I saw this caption underneath a photograph of a _kaira _(which I believe would be equivalent to _gimlet_ in English):

"Hirsien tapitukseen käytetty kaira"

As far as I know, _tapittaa _means more or less the same thing as _tuijottaa_, and _hirsi _is a wooden beam, so this phrase doesn't make sense to me. Voisiko joku auttaa?

K


----------



## sakvaka

I understand the sentence in Finnish, but don't know how it should be translated in English. Therefore, let me try to explain what it means.

Hirsi is a wooden beam. 
Kaira is a tool to drill holes with, just like "pora".
Tappi means "peg" (A cylindrical wooden, metal etc. object used to fasten or as a bearing between objects.)
Tapittaa is a verb that means the action of fastening objects using pegs, in English "to peg" (very logical, isn't it? )

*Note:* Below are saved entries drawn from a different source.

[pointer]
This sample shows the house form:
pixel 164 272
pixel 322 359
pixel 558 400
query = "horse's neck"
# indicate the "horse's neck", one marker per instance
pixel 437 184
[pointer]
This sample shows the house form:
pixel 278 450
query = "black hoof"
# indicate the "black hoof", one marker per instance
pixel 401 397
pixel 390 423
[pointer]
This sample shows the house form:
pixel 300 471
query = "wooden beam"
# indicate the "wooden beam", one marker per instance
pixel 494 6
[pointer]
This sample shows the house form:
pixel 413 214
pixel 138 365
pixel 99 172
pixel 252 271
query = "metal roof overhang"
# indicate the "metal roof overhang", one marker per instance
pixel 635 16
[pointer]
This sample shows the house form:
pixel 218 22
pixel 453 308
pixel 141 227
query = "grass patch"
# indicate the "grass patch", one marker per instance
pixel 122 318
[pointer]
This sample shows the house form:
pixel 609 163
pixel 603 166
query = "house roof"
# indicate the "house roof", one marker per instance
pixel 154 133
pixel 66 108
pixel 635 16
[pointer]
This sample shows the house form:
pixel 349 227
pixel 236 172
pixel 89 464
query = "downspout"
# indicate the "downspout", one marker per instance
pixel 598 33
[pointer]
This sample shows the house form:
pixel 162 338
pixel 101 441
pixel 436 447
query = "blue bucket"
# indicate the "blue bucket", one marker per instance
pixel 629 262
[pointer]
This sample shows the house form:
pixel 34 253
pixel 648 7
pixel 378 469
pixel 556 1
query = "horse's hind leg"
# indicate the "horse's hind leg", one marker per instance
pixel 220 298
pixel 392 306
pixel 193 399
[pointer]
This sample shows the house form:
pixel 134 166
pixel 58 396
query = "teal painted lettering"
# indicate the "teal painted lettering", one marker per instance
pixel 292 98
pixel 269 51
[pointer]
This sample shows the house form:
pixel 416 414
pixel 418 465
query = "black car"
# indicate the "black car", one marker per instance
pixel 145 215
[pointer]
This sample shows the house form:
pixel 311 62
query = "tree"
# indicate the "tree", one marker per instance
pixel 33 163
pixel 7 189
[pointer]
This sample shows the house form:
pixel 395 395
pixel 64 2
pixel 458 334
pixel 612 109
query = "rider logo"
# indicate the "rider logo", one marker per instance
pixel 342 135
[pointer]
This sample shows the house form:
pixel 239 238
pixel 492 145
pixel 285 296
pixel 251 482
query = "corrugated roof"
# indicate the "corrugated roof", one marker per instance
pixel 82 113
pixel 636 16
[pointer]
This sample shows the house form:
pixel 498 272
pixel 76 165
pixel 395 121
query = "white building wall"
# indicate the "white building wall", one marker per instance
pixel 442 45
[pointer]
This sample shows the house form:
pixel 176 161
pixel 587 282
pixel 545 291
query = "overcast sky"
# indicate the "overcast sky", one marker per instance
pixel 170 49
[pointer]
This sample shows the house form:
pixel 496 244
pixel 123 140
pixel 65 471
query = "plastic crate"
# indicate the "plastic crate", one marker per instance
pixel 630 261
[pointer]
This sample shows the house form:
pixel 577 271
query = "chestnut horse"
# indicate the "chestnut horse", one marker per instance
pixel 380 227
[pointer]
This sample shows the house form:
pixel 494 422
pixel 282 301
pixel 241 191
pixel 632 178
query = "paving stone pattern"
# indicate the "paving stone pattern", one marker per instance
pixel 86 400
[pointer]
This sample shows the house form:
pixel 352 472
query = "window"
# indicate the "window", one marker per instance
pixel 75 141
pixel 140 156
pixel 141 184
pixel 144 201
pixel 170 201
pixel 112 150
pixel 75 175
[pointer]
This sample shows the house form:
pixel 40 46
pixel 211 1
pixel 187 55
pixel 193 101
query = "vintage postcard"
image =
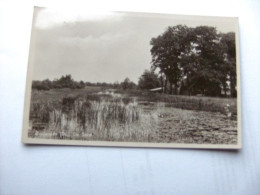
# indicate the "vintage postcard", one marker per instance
pixel 133 80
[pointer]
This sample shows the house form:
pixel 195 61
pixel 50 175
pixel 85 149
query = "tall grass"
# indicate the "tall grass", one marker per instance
pixel 91 118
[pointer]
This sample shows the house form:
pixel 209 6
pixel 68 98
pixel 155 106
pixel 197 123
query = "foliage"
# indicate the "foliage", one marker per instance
pixel 195 60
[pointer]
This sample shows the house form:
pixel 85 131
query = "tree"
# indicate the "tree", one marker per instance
pixel 203 64
pixel 127 84
pixel 149 80
pixel 166 51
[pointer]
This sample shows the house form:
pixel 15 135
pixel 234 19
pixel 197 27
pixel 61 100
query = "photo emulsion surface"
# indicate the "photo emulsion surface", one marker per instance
pixel 133 79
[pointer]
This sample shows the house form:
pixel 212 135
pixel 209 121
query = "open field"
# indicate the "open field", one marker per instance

So "Hirsien tapitukseen käytetty kaira" is something like "a gimlet used to peg wooden beams".


----------



## Gavril

sakvaka said:


> I understand the sentence in Finnish, but don't know how it should be translated in English. Therefore, let me try to explain what it means.
> 
> Hirsi is a wooden beam.
> Kaira is a tool to drill holes with, just like "pora".
> Tappi means "peg" (A cylindrical wooden, metal etc. object used to fasten or as a bearing between objects.)
> Tapittaa is a verb that means the action of fastening objects using pegs, in English "to peg" (very logical, isn't it? )
> 
> So "Hirsien tapitukseen käytetty kaira" is something like "a gimlet used to peg wooden beams".



The current English wiktionary defines _tapittaa _as "stare, ogle". Is this a mistake, or are there two homonymic _tapitta_a verbs?


----------



## sakvaka

Gavril said:


> The current English wiktionary defines _tapittaa _as "stare, ogle". Is this a mistake, or are there two homonymic _tapitta_a verbs?



That's right, "tapittaa" has also another, rather colloquial meaning of staring. It is considered more like a slang word; something that shouldn't be used in formal contexts. "Tuijottaa" means the same, and it is more formal.

But in this context "tapittaa" is a verb derived from the word "tappi". As far as I know, it is somewhat difficult to stare wooden beams with a gimlet.


----------



## Hakro

Gavril said:


> The current English wiktionary defines _tapittaa _as "stare, ogle". Is this a mistake, or are there two homonymic _tapitta_a verbs?


This is, once again, a proof of the unreliability of those wikipedias and wiktionaries. They seem to be written by people who don't know much about the issues they are writing about.


----------



## sakvaka

Hakro said:


> This is, once again, a proof of the unreliability of those wikipedias and wiktionaries. They seem to be written by people who don't know much about the issues they are writing about.



That is right, indeed, but I find Wiktionaries very useful and important - but only in case they are used critically and carefully. 

But we should keep in mind that in (almost) every language the word "to stare" is much more common than the word "to peg".


----------